First, a C standard header is included in a header section. This code is basically pasted inside the generated code. The included header cstdlib declares the function atoi which is used in the code fragments below. The keyword mode signalizes the definition of a lexical analyser mode. All pattern action pairs need to be related to a mode. In the simple example there is only one mode ONE_AND_ONLY that collects all patterns to be matched against. The pattern actions simply ‘send’ a token as a reaction to a matched pattern. Assume that the content mentioned above is stored in a file called simple.qx. Then quex can now be invoked with

> quex -i simple.qx -o tiny_lexer

This will create some source code to be compiler later on. The following C++ program demonstrates the accesses to lexical analyser engine:

#include<fstream>
#include<iostream>

#include "tiny_lexer"

int main(int argc, char** argv)
{
    quex::Token*       token_p = 0x0;
    quex::tiny_lexer   qlex("example.txt");

    do {
        qlex.receive(&token_p);       // --token-policy queue
        // token_id = qlex.receive(); // --token-policy single
        std::cout << token_p->type_id_name() << std::endl;

    } while( token_p->type_id() != QUEX_TKN_TERMINATION );

    return 0;
}

This program creates a lexical analyser which gets its input character stream from a file called example.txt. It contains a loop to read tokens from that input stream, prints the token’s type and exits as soon as the termination token id is received. Assume that this code is saved in a file called lexer.cpp, then the following command would create the executable of the lexical analyser:

> $CC  lexer.cpp  tiny_lexer.cpp -I$QUEX_PATH -I. -o lexer

The $CC needs to be replaced by the compiler that you are using (e.g g++, icpc, sunCC etc.). The two files tiny_lexer.cpp and tiny_lexer-core-engine.cpp are the files that have been created by quex. They are mostly human readable. Interested users might want to investigate how the analysis work, or derive from it with little adaptations a ‘low-end’ C version of the analyzer by hand. Anyway, this is all to know about the process of generating a lexical analyzer with quex. The application lexer is now ready to rumble. Assume that example.txt contains the following content:

struct example {
  int    x;
  double y;
};

if ConfigOk {
  send number 4711 hello world;
  expect number 0815 handshake acknowledged;
}

Then, a call to lexer will produce something like the following output:

STRUCT
IDENTIFIER
BRACKET_OPEN
TYPE_INT
IDENTIFIER
SEMICOLON
TYPE_DOUBLE
IDENTIFIER
...
SEMICOLON
EXPECT
IDENTIFIER
NUMBER
IDENTIFIER
IDENTIFIER
SEMICOLON
BRACKET_CLOSE

The example is self containing, you can either type it by hand or use the example in the demo/000 directory. If it is required that the produced lexical analyzer is to be distributed in source code then quex can create an independent source package, by

> quex -i simple.qx -o tiny_lexer --source-package my-package

The source package and the generated lexical analyzer are then located in directory my-packager. That for compiling the source package the location of the package has to be passed as an include path with -I, i.e.
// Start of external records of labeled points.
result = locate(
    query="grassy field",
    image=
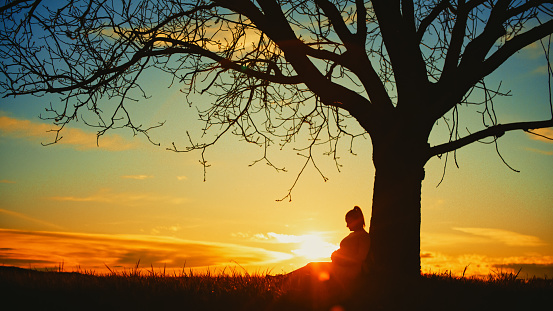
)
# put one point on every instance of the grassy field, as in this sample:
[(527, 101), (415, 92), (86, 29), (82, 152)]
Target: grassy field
[(152, 289)]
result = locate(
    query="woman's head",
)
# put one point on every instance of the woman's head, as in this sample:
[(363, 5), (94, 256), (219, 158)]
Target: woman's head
[(355, 219)]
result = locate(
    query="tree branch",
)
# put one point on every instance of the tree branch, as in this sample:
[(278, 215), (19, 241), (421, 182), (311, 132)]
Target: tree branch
[(493, 131)]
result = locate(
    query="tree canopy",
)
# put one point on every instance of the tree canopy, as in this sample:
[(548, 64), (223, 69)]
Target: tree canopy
[(278, 68)]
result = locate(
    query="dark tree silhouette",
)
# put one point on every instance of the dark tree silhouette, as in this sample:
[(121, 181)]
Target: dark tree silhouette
[(278, 68)]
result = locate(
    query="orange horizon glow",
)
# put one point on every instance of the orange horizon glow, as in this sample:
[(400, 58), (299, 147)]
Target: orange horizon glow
[(106, 253)]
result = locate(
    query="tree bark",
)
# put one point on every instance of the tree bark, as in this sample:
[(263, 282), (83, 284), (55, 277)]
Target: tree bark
[(396, 211)]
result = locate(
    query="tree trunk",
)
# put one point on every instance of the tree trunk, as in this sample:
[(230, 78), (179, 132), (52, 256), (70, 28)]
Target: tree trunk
[(396, 211)]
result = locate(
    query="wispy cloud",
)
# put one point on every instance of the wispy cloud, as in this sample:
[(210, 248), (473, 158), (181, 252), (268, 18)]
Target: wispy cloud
[(123, 198), (542, 134), (29, 219), (540, 151), (312, 246), (76, 138), (138, 177), (92, 251), (482, 266), (508, 238)]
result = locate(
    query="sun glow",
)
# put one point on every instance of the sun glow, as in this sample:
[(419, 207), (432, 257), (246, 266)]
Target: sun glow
[(314, 247)]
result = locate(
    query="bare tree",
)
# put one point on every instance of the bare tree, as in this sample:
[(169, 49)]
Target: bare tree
[(278, 68)]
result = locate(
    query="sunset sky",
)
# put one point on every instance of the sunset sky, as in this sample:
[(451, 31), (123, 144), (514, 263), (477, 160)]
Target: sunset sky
[(127, 200)]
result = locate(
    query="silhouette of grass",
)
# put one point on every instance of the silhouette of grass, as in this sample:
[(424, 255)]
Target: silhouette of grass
[(151, 289)]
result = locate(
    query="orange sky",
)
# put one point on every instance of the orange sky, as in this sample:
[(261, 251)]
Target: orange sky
[(126, 200)]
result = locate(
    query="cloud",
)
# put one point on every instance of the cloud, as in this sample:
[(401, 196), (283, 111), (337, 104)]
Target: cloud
[(508, 238), (76, 138), (123, 198), (483, 266), (547, 132), (29, 219), (94, 251), (312, 246), (138, 177), (540, 151)]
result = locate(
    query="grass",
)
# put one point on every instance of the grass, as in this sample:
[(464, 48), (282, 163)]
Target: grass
[(150, 289)]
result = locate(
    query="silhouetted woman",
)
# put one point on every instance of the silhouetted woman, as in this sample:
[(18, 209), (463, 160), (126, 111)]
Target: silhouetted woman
[(348, 262)]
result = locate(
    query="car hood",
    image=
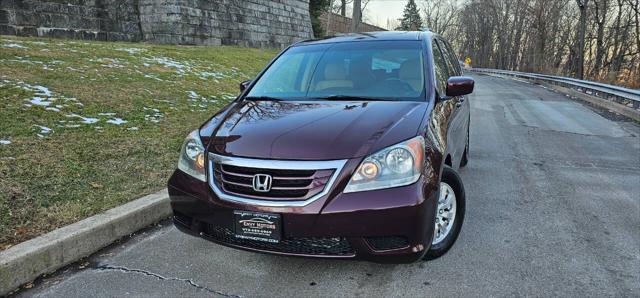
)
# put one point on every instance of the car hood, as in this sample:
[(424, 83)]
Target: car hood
[(313, 130)]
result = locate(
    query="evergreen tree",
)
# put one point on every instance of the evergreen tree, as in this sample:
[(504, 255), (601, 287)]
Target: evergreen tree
[(411, 19), (316, 8)]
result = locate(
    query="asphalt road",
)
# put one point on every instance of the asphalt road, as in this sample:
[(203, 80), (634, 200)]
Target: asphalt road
[(553, 208)]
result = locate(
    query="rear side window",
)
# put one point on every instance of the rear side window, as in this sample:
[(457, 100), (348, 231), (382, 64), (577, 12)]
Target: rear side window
[(440, 67)]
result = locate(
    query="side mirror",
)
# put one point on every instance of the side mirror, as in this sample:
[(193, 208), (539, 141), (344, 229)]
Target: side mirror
[(457, 86), (244, 85)]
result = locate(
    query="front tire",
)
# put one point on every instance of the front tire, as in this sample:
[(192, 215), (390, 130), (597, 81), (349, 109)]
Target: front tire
[(449, 214)]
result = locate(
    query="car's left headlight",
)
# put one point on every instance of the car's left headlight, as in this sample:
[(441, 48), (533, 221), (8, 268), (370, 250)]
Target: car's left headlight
[(394, 166), (192, 160)]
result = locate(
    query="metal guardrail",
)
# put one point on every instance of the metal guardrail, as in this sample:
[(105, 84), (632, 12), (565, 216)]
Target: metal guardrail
[(621, 95)]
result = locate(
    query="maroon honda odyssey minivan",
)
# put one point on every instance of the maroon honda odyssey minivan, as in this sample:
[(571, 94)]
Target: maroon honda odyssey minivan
[(343, 148)]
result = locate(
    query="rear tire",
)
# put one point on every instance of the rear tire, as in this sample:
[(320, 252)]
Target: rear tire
[(442, 243)]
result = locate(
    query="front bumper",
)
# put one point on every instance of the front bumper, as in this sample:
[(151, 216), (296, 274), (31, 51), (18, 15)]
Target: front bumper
[(386, 226)]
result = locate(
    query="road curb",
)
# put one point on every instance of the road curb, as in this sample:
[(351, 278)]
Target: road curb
[(26, 261), (600, 102)]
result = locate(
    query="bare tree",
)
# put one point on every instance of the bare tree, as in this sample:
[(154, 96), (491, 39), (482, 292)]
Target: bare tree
[(357, 16)]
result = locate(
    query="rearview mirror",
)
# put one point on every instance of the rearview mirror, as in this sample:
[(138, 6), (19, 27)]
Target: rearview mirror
[(244, 85), (457, 86)]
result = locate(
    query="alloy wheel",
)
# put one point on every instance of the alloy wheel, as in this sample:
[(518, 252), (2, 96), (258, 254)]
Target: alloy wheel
[(446, 213)]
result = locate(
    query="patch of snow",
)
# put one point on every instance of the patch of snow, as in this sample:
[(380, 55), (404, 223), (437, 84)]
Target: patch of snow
[(14, 45), (215, 75), (43, 90), (180, 67), (85, 120), (39, 101), (116, 121), (131, 51), (193, 95), (43, 130), (153, 77)]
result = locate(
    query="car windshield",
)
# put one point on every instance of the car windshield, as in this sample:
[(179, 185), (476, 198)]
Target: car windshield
[(380, 70)]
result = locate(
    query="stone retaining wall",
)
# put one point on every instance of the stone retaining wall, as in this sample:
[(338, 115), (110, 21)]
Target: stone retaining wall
[(254, 23)]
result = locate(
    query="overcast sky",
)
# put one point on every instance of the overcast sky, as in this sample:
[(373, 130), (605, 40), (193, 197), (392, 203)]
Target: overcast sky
[(379, 11)]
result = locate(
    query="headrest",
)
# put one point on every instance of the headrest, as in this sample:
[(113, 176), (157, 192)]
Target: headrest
[(334, 71), (410, 69)]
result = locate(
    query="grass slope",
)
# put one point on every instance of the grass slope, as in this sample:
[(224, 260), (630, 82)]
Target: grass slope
[(86, 126)]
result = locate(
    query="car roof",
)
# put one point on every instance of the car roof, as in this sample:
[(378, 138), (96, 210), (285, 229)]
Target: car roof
[(370, 36)]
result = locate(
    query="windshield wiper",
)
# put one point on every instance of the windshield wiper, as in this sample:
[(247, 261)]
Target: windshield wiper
[(351, 97), (265, 98)]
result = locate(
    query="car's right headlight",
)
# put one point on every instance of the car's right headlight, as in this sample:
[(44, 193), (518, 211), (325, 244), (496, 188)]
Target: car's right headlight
[(192, 157), (394, 166)]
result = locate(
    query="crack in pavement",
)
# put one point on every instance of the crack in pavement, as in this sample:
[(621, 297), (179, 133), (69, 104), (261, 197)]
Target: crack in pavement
[(160, 277)]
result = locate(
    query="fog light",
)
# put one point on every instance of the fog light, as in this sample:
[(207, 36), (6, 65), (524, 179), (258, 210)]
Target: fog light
[(369, 170)]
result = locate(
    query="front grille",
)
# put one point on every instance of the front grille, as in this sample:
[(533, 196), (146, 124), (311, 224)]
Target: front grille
[(387, 242), (337, 246), (286, 184)]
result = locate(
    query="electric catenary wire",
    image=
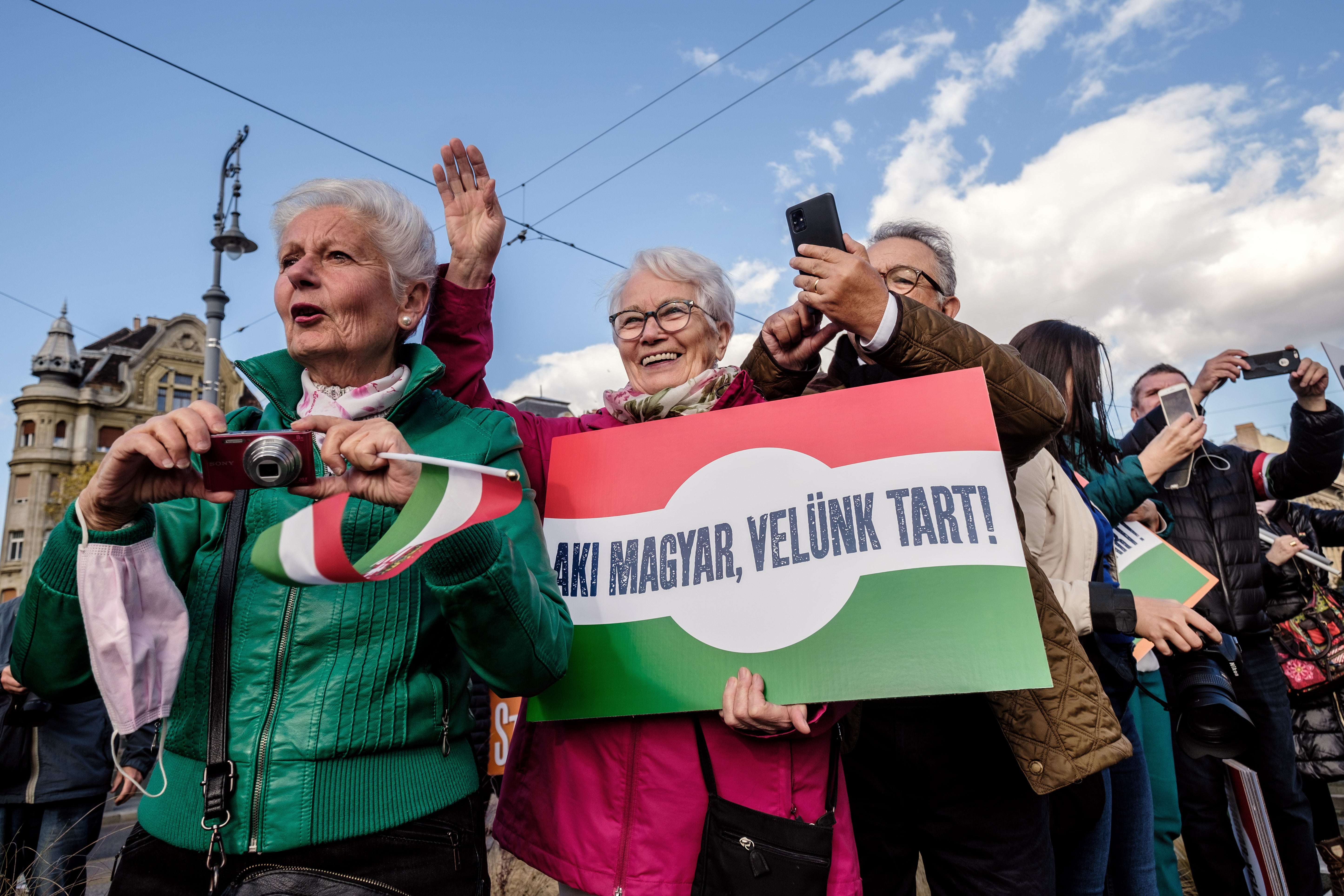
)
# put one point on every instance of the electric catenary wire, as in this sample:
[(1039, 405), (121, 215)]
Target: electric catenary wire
[(674, 89), (763, 86), (291, 119)]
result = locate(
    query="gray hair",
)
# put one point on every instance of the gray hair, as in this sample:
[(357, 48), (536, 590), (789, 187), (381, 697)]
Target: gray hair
[(936, 238), (713, 289), (396, 225)]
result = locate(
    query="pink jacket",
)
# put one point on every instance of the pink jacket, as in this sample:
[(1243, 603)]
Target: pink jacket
[(617, 805)]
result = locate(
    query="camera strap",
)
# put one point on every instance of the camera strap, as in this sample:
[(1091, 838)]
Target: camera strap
[(221, 777)]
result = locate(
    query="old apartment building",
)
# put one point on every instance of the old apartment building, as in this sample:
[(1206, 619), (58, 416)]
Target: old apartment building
[(83, 401)]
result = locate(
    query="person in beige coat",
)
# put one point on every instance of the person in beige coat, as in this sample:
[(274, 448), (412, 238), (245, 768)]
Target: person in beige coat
[(1103, 828)]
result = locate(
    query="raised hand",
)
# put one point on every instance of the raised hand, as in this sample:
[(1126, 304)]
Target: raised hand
[(472, 216), (351, 451), (796, 335), (747, 710), (153, 464), (842, 285), (1308, 382)]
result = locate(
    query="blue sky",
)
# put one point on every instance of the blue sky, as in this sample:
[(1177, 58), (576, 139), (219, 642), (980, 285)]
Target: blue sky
[(1168, 173)]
> $CC  lexer.cpp  tiny_lexer.cpp -Imy-package -o lexer

The source packager only collects those files which are actually required. Thus the command line instructs quex to create the independent source package should look exactly the same as the ‘usual’ command line plus the --source-package option. Alternatively, the compiler’s pre-process could be used to generated a macro-expanded, all-included source file. The GNU Compilers supports this via the ‘-E’ command line option. The command line

> cat lexer.cpp >> tiny_lexer.cpp
> g++ tiny_lexer.cpp -I$QUEX_PATH -I. -E -o my-packaged-lexer.cpp

The first line appends the user’s lexer to the generated engine so that all is together in one single file. The second line uses the compiler to expand all macros and include all include files into one single source file that can now be compiled independently. This, however, might include also some standard library headers which under normal conditions are not required in an independent source package.